Another serious issue is media's portrayal of unreachable beauty standards that could fuel poor self-image among women, according to the study. It cited research that showed that women with poor self-image gained more weight than those with positive perceptions of their bodies.
"While many factors have contributed to the increasing BMI of the average woman, poor body image may play a greater role than one might expect," Super Online Doctor said. It added: "It's clear that negative feelings do not trigger healthy behaviors."
Miss Universe 1993 Dayanara Torres poses with Pedro Rossello, the Governor of Puerto Rico, and his wife, the First Lady of Puerto Rico. MUO Archives
The year 1990 was a milestone according to the data because it was when the average BMI values of American women moved from normal to overweight while that for Miss Universe women plunged from normal to underweight range, shifts which could spell serious health problems for both groups.
"The average BMI for a woman in the U.S. moved from a normal BMI to overweight, which could lead to a higher risk of certain health complications such as stroke, type 2 diabetes, and heart disease," the study read. "At the same time, the average BMI for a Miss Universe contestant dipped into the underweight" which can result in health issues such "as a weakened immune system, missed periods, and a risk of osteoporosis."

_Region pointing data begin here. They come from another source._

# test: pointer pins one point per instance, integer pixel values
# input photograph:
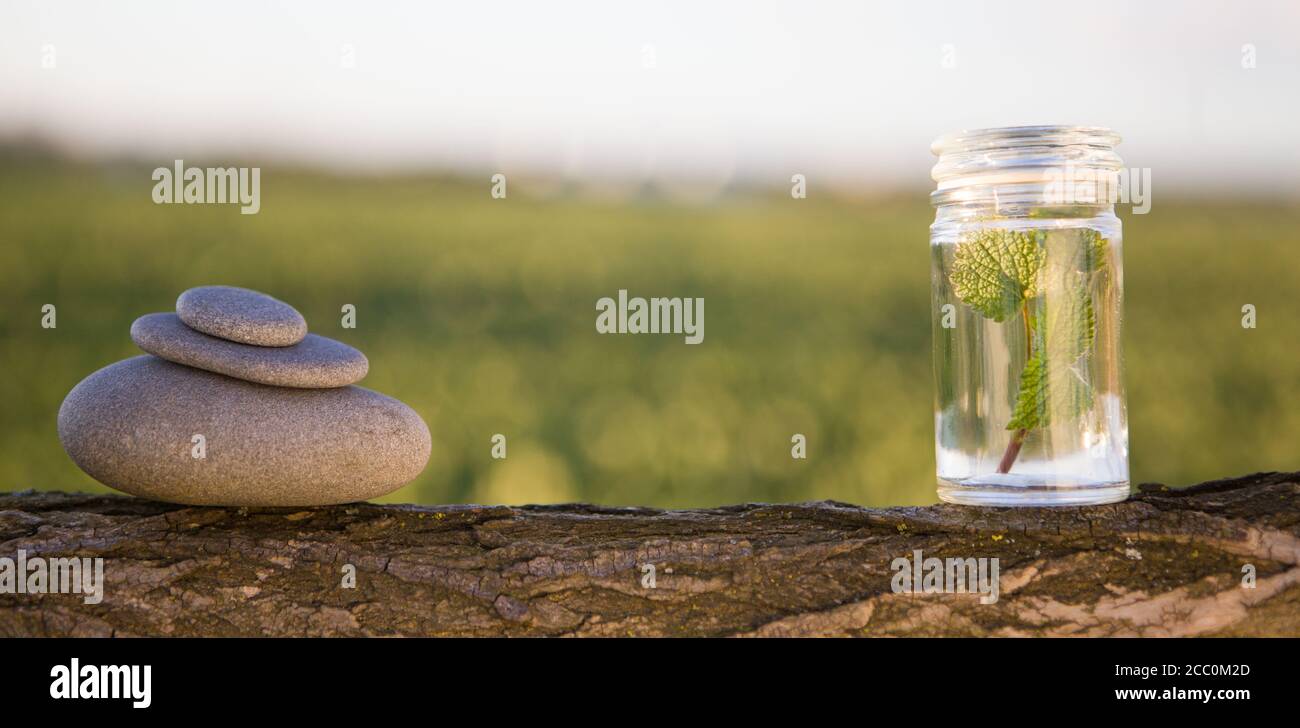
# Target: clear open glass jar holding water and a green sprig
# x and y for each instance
(1028, 292)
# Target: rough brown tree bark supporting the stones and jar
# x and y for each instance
(1164, 564)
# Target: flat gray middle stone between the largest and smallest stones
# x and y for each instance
(314, 363)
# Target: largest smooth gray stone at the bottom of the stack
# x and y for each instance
(132, 426)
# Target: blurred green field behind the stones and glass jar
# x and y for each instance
(480, 314)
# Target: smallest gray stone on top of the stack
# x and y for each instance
(241, 315)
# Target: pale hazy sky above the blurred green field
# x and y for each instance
(1207, 94)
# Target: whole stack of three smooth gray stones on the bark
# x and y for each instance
(237, 405)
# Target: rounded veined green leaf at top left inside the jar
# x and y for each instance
(996, 271)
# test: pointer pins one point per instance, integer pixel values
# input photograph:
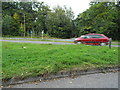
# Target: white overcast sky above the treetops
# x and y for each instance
(78, 6)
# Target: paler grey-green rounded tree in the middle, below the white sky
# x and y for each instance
(59, 23)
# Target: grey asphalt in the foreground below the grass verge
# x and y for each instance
(99, 80)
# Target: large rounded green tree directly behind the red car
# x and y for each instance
(100, 18)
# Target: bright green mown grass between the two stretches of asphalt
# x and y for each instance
(39, 59)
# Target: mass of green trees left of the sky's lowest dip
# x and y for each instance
(34, 16)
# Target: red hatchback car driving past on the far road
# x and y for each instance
(92, 39)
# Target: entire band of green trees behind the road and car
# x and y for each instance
(20, 18)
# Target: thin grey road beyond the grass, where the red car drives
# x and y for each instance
(47, 42)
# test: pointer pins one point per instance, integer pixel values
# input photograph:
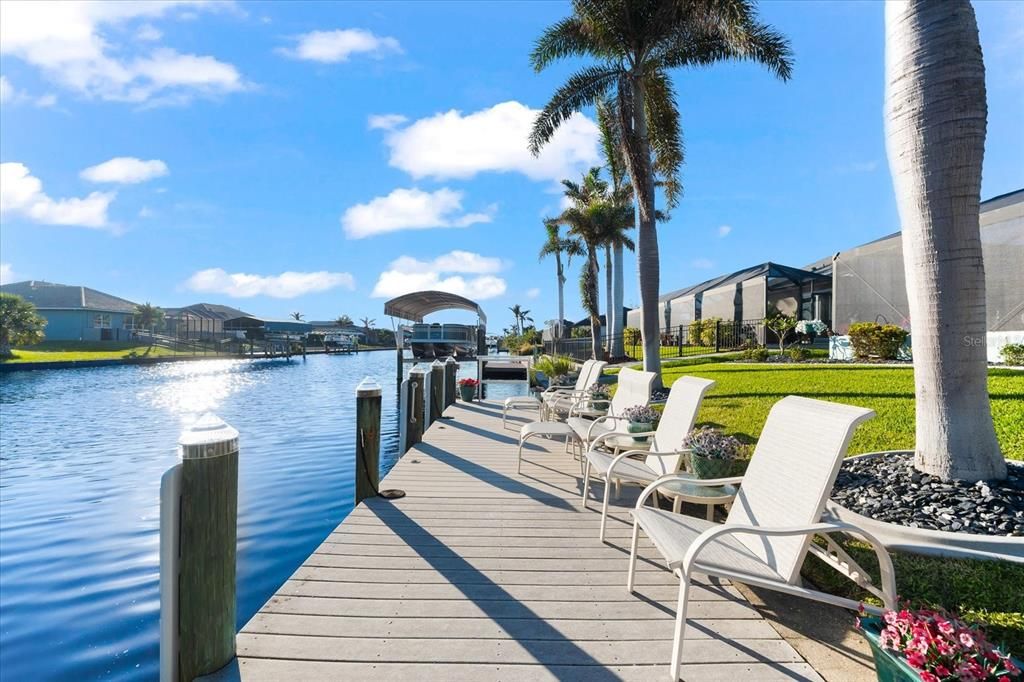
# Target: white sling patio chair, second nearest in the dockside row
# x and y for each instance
(666, 453)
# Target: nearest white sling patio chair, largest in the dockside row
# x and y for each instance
(775, 518)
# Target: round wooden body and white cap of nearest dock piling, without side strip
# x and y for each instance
(207, 547)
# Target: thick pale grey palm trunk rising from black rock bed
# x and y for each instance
(935, 129)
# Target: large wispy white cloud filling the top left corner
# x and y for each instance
(71, 44)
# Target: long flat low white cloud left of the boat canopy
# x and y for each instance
(286, 285)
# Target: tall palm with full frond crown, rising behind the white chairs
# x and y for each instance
(636, 45)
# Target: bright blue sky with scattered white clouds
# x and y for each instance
(323, 157)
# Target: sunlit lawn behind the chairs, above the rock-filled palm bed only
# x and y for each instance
(745, 393)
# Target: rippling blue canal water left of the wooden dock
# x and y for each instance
(81, 457)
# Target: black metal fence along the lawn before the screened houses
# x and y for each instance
(703, 337)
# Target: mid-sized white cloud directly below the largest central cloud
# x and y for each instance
(410, 209)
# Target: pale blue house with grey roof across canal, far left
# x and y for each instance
(78, 314)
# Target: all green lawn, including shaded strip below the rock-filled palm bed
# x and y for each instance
(987, 592)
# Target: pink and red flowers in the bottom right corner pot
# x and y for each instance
(942, 648)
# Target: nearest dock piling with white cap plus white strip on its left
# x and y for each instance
(207, 540)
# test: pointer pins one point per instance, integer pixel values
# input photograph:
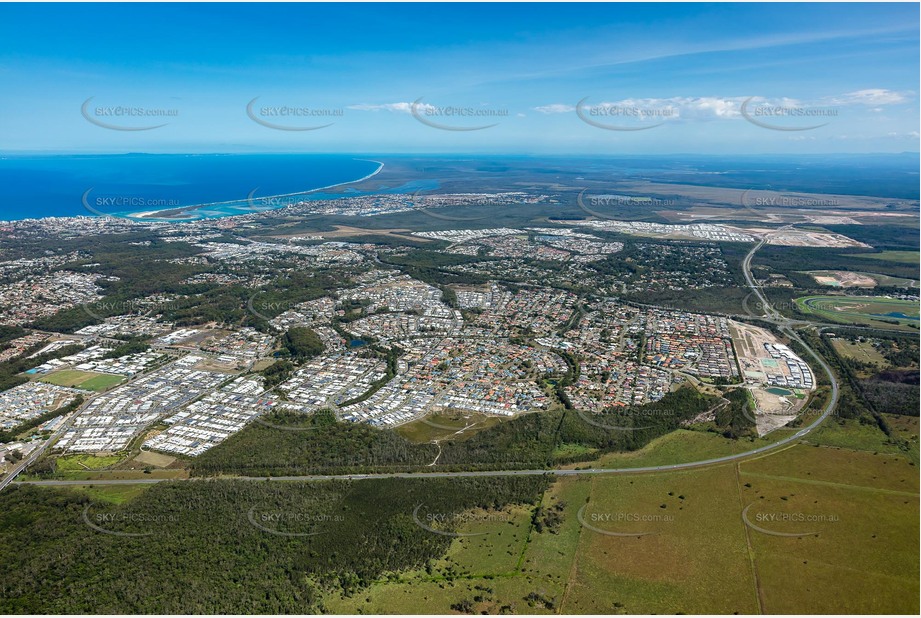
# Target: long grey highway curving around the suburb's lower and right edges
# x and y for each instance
(773, 316)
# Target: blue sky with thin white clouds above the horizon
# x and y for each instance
(541, 78)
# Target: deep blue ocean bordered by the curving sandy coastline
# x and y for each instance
(74, 185)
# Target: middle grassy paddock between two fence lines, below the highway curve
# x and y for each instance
(694, 545)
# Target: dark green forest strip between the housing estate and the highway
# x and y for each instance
(292, 444)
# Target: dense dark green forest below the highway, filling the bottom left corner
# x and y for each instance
(226, 546)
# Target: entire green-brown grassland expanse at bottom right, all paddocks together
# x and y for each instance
(677, 541)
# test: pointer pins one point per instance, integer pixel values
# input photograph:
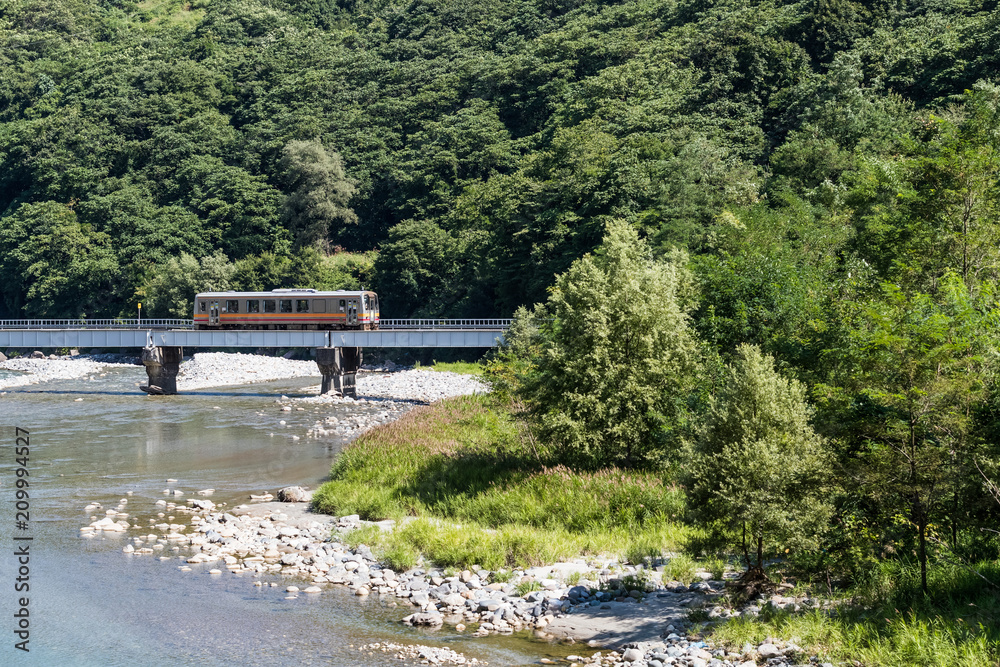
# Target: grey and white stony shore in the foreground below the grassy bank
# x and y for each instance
(626, 610)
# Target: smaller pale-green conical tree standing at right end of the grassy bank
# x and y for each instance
(760, 474)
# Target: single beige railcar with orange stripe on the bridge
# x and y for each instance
(287, 309)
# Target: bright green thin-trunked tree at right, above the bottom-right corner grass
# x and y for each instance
(911, 369)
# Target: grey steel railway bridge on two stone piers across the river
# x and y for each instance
(338, 352)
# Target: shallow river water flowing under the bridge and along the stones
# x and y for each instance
(90, 604)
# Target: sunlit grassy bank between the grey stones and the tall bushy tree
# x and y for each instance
(467, 462)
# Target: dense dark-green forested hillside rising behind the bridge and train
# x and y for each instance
(481, 147)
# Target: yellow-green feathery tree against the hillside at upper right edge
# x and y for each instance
(934, 210)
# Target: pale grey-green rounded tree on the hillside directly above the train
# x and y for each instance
(319, 192)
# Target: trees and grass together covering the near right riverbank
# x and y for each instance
(614, 428)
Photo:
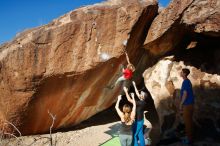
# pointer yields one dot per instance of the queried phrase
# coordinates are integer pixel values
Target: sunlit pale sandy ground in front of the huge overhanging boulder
(90, 136)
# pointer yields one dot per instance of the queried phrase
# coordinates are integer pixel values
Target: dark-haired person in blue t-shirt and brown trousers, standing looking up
(186, 105)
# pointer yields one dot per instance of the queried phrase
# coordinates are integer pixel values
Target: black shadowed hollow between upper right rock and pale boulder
(199, 51)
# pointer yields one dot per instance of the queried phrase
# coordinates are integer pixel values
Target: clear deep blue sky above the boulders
(18, 15)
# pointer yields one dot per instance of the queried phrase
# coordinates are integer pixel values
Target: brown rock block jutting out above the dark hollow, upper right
(180, 18)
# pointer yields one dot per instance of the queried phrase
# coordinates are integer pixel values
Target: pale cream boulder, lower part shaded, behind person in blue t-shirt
(164, 82)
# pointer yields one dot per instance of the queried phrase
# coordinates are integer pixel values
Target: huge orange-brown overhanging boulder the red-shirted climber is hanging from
(64, 66)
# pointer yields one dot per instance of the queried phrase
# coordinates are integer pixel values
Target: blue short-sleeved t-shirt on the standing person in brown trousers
(187, 86)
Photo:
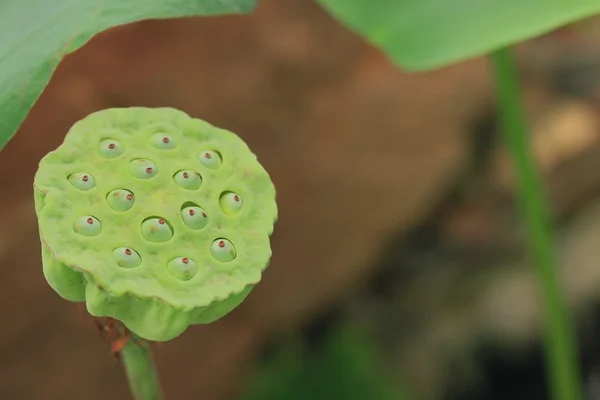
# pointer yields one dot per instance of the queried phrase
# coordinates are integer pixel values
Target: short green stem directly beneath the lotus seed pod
(140, 370)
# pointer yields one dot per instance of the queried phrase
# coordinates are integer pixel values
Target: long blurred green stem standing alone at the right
(560, 342)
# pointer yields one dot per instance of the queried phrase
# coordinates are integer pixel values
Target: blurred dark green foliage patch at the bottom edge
(346, 368)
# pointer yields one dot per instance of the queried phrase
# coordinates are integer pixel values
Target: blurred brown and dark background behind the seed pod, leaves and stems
(400, 268)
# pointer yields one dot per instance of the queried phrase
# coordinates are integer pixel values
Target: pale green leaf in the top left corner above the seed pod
(36, 34)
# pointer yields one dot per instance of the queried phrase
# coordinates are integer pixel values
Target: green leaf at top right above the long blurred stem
(427, 34)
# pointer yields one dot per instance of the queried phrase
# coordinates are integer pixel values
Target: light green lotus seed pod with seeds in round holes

In fact, it was only in 1953 (Miss France) and 1956 (Miss United States) when the BMI values of contestants hued alongside the values for average Americans, a further sign of the disparity between how the average woman and Miss Universe contestants look like.
Miss Universe 1953 Christiane Martel from France holds the new crown up in the air as the delegates for the 1954 Miss Universe reach for the coveted prize. MUO Archives
Weight is also another aspect in which the standards of Miss Universe contestants are removed from those of majority of women. The report showed that on average the weight of Miss Universe contestants has remained consistent in 60 years while the average of American women has steadily risen.
This might pose a serious problem especially if the contestants engage with strict work regimens and diets to maintain their body figure for the pageant. This becomes more serious especially if revelations that judges look for evidence of physical fitness and proper body care and maintenance are proven true. This implies that candidates must maintain a certain size and weight to have a change of winning.
Height is another area that may become a concern especially if media or beauty pageants portray a particular height as "ideal."
On average, the height of women in any given country has remained steady while that of Miss Universe contestants has increased by three to five inches in the pageants history although contest guidelines state that height is not a factor in judging.
Because BMI is calculated using height and weight data, this could explain the decrease of BMI values of Miss Universe candidates in the past years.
But even if Miss Universe perceptions don't have any bearing on how some women view themselves, societal factors could lead women to unhealthy behaviors because of their self-image.
"There is plenty to unpack when it comes to Miss Universe's height, weight, BMI, and body issues," the report admitted. However, it added: "Even without the pressures of Miss Universe- the societal pressures of the ideal body have fueled a steady increase in new cases of eating disorders, body dissatisfaction, depression, and other issues."